My next step, in any case, was to visit the closest designated clinic and be examined there.

At the clinic, I was directed to ring the bell, then guided into a partitioned-off section of the clinic which had a bench, hand sanitizer, and some kleenex. The doctor and nurses, all three wrapped up in PPE, asked me the same questions, but this time I took my temperature and it was 38.5. Well over the guideline of 37.5. Still, it took some pushing.

“So you said you haven’t been in close contact with someone who tested positive? Hmmm” “I don’t think so. But actually, XXXX.” (Information withheld for privacy reasons) “Ah, and so you are worried about that?” “I think I should be?” “…Well, we are being told not to test right now, but okay, we’ll see what we can do.”

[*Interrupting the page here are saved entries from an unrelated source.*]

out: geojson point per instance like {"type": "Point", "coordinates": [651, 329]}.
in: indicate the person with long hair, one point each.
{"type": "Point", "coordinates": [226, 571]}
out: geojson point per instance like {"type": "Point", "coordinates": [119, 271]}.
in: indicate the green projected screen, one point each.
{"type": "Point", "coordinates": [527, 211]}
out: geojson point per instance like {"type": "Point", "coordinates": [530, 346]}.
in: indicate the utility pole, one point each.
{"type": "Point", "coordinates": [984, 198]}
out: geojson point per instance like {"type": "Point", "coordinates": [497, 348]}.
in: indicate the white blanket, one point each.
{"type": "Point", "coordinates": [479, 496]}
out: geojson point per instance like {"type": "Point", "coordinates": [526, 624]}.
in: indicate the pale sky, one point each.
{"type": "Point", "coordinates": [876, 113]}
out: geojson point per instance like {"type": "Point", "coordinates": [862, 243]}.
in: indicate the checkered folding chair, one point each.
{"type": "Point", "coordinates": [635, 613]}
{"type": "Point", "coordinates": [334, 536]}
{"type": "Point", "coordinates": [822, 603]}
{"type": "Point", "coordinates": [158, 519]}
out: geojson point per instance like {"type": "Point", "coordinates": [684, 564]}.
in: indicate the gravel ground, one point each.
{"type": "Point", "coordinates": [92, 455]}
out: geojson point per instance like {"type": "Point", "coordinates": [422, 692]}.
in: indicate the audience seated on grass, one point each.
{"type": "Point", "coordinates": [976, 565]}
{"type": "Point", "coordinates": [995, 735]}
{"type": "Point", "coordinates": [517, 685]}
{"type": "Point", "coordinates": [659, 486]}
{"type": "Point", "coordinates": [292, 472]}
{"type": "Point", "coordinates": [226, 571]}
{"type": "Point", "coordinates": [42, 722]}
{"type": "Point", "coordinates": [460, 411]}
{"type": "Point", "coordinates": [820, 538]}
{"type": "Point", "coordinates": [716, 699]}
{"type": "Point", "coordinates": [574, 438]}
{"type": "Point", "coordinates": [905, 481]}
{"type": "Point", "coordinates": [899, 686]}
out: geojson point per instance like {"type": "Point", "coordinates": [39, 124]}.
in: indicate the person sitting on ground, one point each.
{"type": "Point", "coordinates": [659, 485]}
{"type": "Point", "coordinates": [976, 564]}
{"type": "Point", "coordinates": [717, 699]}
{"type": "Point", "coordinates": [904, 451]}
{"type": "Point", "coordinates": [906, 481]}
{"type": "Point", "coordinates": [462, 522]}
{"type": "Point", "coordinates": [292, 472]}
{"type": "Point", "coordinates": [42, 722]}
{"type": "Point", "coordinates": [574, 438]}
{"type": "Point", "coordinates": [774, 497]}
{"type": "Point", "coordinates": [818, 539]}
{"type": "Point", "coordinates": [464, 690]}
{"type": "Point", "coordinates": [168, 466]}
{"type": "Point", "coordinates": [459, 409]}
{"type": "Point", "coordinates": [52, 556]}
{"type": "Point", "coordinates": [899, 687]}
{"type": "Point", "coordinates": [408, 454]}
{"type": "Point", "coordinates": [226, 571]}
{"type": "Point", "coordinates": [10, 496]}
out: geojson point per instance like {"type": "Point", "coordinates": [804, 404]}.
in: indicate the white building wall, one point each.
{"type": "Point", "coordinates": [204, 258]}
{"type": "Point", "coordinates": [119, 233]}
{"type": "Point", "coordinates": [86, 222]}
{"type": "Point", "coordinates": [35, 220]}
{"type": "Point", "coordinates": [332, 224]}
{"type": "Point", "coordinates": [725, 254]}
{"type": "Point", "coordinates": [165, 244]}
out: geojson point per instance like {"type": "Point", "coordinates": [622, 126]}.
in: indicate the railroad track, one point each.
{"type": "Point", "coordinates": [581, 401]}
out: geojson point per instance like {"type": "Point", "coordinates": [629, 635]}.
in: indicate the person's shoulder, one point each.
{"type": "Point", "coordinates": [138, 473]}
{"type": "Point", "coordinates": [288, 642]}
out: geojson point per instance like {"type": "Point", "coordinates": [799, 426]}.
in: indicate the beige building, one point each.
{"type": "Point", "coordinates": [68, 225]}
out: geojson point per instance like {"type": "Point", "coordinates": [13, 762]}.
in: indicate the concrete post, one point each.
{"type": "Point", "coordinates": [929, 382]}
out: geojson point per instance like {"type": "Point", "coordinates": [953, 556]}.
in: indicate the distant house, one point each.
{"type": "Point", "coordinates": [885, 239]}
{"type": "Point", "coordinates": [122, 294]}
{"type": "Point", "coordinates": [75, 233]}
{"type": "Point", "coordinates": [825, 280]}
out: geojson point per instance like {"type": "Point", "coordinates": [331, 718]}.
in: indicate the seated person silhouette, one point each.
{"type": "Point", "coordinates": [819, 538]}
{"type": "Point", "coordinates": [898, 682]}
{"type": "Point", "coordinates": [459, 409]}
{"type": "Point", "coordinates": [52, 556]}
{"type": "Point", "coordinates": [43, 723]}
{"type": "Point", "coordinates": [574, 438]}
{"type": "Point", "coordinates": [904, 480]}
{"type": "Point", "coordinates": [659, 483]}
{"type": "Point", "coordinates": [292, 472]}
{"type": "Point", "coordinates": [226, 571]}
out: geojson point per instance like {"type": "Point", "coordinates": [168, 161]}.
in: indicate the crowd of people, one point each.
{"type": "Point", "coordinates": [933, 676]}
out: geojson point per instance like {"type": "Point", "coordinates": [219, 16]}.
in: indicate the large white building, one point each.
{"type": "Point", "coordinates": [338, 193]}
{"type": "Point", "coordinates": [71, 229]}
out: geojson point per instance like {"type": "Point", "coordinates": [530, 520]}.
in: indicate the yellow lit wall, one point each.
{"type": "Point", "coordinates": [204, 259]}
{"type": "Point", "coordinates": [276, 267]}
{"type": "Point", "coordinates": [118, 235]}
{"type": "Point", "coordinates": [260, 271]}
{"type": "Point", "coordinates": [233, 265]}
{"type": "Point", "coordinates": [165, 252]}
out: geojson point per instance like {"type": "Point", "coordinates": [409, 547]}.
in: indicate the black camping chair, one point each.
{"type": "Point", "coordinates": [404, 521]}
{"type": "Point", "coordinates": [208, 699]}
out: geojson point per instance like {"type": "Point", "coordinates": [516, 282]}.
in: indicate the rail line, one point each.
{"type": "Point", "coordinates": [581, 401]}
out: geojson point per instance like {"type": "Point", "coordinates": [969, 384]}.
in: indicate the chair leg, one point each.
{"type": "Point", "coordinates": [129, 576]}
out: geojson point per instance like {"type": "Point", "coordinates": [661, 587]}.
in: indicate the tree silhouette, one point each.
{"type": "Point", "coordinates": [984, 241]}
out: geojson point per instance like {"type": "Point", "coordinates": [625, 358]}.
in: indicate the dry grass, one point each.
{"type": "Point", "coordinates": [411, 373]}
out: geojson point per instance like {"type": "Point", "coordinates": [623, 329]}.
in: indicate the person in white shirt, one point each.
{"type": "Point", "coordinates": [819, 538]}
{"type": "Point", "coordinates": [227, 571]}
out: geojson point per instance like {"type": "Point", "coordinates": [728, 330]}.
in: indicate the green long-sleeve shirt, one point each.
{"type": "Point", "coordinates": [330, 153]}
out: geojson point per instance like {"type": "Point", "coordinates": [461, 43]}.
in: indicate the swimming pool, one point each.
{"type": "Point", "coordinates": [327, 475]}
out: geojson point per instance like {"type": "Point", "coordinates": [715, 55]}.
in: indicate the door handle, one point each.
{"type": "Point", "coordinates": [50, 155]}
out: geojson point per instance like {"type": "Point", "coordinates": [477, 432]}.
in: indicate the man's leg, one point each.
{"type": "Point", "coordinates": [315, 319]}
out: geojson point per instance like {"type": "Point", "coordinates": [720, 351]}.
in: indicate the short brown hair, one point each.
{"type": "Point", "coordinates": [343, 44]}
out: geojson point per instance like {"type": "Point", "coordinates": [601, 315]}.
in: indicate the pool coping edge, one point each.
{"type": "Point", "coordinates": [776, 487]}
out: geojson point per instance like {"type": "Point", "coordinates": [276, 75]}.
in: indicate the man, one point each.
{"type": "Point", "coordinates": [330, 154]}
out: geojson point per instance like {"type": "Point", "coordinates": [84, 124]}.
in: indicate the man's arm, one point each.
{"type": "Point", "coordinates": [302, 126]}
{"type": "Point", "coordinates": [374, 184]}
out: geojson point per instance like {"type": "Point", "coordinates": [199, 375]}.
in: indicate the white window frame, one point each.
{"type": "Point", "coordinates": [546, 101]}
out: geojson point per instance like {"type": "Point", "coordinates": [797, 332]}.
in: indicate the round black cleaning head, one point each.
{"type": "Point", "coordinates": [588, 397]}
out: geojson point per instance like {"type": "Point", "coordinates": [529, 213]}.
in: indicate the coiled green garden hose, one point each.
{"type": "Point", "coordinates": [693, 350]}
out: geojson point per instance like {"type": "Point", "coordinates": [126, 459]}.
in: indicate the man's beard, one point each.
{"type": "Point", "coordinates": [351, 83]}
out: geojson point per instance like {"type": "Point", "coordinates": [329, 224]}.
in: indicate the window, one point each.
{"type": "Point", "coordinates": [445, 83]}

After a check with a large hospital two stops away, the doctor found out that there was a 3-day waiting period. Thankfully, I was given another option of a university hospital a 20-minute walk from my house. “Tell absolutely no one where this testing site is,” I was cautioned.

The next morning at 10am, I arrived, showed my letter of introduction, and sat in a partitioned area with emergency tape enforcing social distancing in the seats. An elderly couple sat in front of me, the woman with an ice pack wrapped in a scarf and applied to her neck. “What could have brought them here,” I wondered. On my left was a middle-aged man. A well-dressed and sprightly man distributed forms confirming our agreement to receive the test, coming and going with a waft of cologne. Finally , it’s my turn.

I’m guided quickly into another room partitioned off and ushered behind a DIY-ed plastic shield of sorts with holes for the medical practitioner’s hands. “I’ll swab both of your nostrils, so please lift your chin up.” Jab. The swab was stuck deep in my left nostril into soft tissue I had never been aware of. “We’ll keep it here for 5 seconds and then do the right side.” My eyes teared up. It was over, and I left the hospital crying and a little shell-shocked.

According to the documents, I’ll have my results in a day or two. Fingers crossed it’s just a cold or something.

Update: 6 hours after my test, the results are in, and I am negative. Phew.